12.1 Load packages and import data

Load the tidyverse, skimr, naniar, knitr, ggmosaic, and janitor packages:

library(tidyverse)
library(skimr)
library(naniar)
library(knitr)
library(ggmosaic)
library(janitor)

We’ll also need a new package called epitools, so install that now if you haven’t done so.

library(epitools)

## 
## Attaching package: 'epitools'

## The following objects are masked from 'package:binom':
## 
##     binom.exact, binom.wilson

We’ll use two datasets described in the Whitlock & Schluter text:

the “cancer.csv” dataset (described in Example 9.2 in the text, page 238)
the “worm.csv” dataset (described in Example 9.4 in the text, page 246)

cancer <- read_csv("https://raw.githubusercontent.com/ubco-biology/BIOL202/main/data/cancer.csv")

## Rows: 39876 Columns: 2
## ── Column specification ────────────────────────────────────────────────────────
## Delimiter: ","
## chr (2): aspirinTreatment, response
## 
## ℹ Use `spec()` to retrieve the full column specification for this data.
## ℹ Specify the column types or set `show_col_types = FALSE` to quiet this message.

worm <- read_csv("https://raw.githubusercontent.com/ubco-biology/BIOL202/main/data/worm.csv")

## Rows: 141 Columns: 2
## ── Column specification ────────────────────────────────────────────────────────
## Delimiter: ","
## chr (2): infection, fate
## 
## ℹ Use `spec()` to retrieve the full column specification for this data.
## ℹ Specify the column types or set `show_col_types = FALSE` to quiet this message.

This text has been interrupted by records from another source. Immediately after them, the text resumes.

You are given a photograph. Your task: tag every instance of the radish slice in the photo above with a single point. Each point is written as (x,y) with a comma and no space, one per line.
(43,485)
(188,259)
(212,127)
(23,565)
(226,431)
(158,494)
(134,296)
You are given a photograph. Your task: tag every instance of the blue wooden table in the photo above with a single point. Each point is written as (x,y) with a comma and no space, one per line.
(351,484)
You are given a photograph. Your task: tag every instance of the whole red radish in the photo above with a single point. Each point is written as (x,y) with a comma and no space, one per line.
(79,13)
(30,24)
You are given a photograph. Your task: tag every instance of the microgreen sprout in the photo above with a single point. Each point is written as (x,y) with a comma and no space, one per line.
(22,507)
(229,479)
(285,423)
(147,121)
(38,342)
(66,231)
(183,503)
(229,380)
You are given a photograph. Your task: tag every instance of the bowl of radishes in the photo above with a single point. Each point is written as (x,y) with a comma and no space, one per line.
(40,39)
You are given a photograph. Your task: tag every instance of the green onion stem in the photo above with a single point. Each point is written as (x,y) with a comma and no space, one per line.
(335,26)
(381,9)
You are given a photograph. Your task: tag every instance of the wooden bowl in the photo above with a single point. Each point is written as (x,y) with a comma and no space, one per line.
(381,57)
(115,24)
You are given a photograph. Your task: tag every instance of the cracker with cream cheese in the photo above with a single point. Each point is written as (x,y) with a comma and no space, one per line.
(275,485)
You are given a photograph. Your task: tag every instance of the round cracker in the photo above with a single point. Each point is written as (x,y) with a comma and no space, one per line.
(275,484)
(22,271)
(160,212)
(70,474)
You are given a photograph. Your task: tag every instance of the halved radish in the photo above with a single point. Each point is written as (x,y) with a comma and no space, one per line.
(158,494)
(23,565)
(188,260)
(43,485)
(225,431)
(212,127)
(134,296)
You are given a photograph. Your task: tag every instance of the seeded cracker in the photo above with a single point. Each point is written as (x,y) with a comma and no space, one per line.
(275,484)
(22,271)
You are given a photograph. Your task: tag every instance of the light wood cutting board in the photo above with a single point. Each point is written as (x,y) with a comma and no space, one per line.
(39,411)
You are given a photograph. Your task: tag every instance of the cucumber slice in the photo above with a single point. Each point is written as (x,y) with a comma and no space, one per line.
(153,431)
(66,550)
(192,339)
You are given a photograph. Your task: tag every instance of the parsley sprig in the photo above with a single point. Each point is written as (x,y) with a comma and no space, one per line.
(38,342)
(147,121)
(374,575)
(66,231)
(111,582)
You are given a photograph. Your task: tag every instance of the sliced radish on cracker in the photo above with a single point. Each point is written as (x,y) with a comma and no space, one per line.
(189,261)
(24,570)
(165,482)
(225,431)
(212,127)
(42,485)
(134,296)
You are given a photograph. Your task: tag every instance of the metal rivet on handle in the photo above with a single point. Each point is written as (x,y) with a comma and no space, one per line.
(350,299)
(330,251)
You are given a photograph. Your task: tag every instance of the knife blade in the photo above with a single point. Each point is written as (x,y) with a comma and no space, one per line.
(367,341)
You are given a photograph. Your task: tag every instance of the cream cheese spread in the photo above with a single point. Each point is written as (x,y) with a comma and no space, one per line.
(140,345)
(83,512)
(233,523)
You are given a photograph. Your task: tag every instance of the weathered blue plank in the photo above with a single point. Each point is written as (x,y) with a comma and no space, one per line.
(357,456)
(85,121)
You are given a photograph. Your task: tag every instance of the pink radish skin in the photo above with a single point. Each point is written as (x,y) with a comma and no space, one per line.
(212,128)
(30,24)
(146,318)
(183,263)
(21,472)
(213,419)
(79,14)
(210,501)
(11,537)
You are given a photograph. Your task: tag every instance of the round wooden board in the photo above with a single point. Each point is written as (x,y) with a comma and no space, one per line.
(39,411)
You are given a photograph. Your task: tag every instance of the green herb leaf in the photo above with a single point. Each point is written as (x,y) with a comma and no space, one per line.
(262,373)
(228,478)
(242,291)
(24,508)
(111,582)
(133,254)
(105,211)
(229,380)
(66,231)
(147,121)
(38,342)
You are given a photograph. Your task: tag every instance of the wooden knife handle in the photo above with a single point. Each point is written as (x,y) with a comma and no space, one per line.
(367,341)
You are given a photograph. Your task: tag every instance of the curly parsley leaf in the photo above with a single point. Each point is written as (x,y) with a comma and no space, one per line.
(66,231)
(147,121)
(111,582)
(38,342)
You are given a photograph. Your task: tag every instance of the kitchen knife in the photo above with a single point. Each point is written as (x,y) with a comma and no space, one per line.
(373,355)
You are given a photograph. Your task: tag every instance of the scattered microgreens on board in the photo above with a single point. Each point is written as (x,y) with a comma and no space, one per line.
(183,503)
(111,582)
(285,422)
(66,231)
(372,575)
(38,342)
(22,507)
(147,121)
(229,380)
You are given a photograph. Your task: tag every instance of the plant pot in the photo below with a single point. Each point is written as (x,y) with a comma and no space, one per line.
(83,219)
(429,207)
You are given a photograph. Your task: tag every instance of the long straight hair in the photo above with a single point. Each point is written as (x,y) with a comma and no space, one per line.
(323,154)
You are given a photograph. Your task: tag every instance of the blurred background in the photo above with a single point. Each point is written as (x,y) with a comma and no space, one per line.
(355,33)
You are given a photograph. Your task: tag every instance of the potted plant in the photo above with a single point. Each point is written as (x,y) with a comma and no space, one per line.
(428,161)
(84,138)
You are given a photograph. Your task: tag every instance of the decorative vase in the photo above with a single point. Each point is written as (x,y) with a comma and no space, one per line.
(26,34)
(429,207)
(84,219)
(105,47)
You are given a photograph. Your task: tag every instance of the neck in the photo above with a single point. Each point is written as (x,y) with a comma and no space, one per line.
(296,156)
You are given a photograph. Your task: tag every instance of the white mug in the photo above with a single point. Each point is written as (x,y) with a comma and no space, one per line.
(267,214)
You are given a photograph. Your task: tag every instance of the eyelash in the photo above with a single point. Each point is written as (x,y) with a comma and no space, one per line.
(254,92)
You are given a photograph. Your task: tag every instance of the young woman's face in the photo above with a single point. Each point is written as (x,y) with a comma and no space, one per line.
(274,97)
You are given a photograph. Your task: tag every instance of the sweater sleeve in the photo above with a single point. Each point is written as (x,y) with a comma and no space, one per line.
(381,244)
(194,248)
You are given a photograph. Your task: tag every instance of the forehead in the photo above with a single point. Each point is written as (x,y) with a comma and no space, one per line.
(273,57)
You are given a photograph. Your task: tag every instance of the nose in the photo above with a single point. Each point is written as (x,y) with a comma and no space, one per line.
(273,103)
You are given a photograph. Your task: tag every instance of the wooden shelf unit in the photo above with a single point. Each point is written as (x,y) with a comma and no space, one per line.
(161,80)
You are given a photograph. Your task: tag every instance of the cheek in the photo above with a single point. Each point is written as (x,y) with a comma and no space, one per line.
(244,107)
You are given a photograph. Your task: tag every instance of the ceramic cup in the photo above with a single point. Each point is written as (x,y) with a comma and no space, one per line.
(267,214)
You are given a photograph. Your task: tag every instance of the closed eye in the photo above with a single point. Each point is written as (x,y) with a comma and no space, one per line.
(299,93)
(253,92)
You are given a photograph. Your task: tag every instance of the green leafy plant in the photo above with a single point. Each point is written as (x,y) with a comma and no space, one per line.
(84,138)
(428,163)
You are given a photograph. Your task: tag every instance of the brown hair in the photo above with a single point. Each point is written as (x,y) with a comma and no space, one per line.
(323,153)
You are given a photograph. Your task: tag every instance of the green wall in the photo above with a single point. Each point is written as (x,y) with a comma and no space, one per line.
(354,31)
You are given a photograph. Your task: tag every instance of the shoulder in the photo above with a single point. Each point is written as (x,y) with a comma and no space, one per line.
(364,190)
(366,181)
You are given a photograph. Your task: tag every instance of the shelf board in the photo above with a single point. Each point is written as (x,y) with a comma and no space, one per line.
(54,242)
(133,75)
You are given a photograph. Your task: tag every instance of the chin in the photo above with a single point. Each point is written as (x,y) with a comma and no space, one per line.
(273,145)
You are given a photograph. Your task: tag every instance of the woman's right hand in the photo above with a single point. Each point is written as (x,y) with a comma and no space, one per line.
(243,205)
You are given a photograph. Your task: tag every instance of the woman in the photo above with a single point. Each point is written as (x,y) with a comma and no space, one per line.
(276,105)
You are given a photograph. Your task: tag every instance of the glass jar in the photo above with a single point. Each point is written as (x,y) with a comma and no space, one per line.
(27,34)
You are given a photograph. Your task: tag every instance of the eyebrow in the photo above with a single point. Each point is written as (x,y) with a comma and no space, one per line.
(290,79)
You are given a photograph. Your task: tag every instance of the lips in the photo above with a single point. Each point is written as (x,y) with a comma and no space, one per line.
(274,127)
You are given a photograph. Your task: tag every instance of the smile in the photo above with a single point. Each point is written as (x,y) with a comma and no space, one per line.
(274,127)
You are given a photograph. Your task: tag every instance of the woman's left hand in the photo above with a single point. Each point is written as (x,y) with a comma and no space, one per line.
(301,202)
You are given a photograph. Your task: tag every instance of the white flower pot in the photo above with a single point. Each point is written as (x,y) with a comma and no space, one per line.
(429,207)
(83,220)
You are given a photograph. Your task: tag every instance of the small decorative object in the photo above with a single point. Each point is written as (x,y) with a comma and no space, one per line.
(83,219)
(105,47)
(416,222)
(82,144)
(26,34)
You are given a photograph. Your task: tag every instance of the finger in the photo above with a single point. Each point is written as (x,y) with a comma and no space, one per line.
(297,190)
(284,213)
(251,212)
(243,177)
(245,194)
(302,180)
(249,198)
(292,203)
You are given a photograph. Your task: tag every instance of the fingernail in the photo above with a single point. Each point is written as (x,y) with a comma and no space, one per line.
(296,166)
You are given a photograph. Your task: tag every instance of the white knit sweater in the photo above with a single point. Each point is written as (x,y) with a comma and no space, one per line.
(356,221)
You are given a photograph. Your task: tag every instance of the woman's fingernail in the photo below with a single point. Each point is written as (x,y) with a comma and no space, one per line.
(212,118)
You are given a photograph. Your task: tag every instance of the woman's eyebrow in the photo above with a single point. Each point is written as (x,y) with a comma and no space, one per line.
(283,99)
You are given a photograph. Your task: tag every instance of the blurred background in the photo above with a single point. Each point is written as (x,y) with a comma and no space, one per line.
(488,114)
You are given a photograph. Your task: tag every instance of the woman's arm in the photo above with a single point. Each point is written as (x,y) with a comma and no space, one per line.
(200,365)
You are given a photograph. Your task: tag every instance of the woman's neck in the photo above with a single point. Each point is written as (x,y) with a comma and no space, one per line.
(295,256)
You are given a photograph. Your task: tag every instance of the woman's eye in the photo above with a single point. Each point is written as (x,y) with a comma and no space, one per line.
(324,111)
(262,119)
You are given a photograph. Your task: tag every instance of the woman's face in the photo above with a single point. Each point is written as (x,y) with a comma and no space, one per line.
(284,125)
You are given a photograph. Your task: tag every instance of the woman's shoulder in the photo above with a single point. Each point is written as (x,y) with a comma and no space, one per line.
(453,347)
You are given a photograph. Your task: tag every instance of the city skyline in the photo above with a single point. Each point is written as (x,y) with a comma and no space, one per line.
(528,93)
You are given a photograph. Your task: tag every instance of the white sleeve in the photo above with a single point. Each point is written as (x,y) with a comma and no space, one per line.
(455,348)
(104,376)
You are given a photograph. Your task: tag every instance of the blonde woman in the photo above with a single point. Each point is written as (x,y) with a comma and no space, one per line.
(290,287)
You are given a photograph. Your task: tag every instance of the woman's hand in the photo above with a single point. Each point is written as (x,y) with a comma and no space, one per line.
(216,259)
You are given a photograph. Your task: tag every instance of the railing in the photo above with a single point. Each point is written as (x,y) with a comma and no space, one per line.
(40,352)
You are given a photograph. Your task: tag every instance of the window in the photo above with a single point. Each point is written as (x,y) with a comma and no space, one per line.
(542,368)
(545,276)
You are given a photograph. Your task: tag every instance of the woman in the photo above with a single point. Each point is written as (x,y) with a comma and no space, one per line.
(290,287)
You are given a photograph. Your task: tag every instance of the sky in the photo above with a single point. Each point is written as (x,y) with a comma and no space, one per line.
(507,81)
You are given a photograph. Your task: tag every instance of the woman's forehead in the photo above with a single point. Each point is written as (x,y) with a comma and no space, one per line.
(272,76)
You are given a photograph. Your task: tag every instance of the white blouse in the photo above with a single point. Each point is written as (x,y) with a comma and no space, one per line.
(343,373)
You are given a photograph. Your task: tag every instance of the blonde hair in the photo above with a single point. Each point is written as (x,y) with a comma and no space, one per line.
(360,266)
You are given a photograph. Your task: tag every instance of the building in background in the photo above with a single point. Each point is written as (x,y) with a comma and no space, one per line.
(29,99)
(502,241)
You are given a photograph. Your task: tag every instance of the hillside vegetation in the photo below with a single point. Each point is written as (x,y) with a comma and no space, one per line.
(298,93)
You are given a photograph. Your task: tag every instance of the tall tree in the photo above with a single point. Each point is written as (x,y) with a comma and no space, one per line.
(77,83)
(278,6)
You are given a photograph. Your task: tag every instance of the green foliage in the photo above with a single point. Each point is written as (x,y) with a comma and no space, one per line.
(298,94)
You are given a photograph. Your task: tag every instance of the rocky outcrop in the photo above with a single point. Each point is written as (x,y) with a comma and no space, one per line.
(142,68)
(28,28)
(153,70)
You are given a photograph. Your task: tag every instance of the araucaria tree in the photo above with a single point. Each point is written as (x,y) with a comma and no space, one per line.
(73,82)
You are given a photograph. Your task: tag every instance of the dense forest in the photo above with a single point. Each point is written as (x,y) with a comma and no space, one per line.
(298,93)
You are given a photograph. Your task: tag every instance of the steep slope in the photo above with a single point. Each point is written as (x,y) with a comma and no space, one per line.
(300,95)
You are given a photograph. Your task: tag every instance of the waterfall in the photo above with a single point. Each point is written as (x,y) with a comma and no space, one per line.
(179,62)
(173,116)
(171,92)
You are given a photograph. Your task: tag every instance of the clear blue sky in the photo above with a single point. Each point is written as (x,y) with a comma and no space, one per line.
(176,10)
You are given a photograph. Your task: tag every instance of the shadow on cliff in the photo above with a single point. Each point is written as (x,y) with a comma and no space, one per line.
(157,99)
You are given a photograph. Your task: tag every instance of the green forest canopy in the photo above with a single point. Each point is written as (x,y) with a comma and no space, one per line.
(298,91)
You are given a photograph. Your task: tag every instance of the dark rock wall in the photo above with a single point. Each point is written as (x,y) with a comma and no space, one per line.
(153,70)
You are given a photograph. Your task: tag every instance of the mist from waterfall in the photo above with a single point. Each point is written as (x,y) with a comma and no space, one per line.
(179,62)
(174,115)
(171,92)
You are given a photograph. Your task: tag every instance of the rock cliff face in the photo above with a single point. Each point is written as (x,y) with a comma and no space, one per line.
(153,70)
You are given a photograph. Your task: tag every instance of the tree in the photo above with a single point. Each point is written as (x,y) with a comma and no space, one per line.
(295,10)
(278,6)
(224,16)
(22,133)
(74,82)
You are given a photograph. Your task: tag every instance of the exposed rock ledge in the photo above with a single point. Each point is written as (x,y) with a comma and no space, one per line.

Take a look at the cancer dataset:

cancer %>%
 skim_without_charts()

(#tab:cont_datalook_cancer)Data summary
Name	Piped data
Number of rows	39876
Number of columns	2
_______________________
Column type frequency:
character	2
________________________
Group variables	None

Variable type: character

skim_variable	n_missing	complete_rate	min	max	empty	n_unique	whitespace
aspirinTreatment	0	1	7	7	0	2	0
response	0	1	6	9	0	2	0

And the worm dataset:

worm %>%
 skim_without_charts()

(#tab:cont_datalook_worm)Data summary
Name	Piped data
Number of rows	141
Number of columns	2
_______________________
Column type frequency:
character	2
________________________
Group variables	None

Variable type: character

skim_variable	n_missing	complete_rate	min	max	empty	n_unique	whitespace
infection	0	1	6	10	0	3	0
fate	0	1	5	9	0	2	0

Both datasets are formatted “tidy” format. For a refresher on this, review the Biology Procedures and Guidelines document chapter on Tidy data.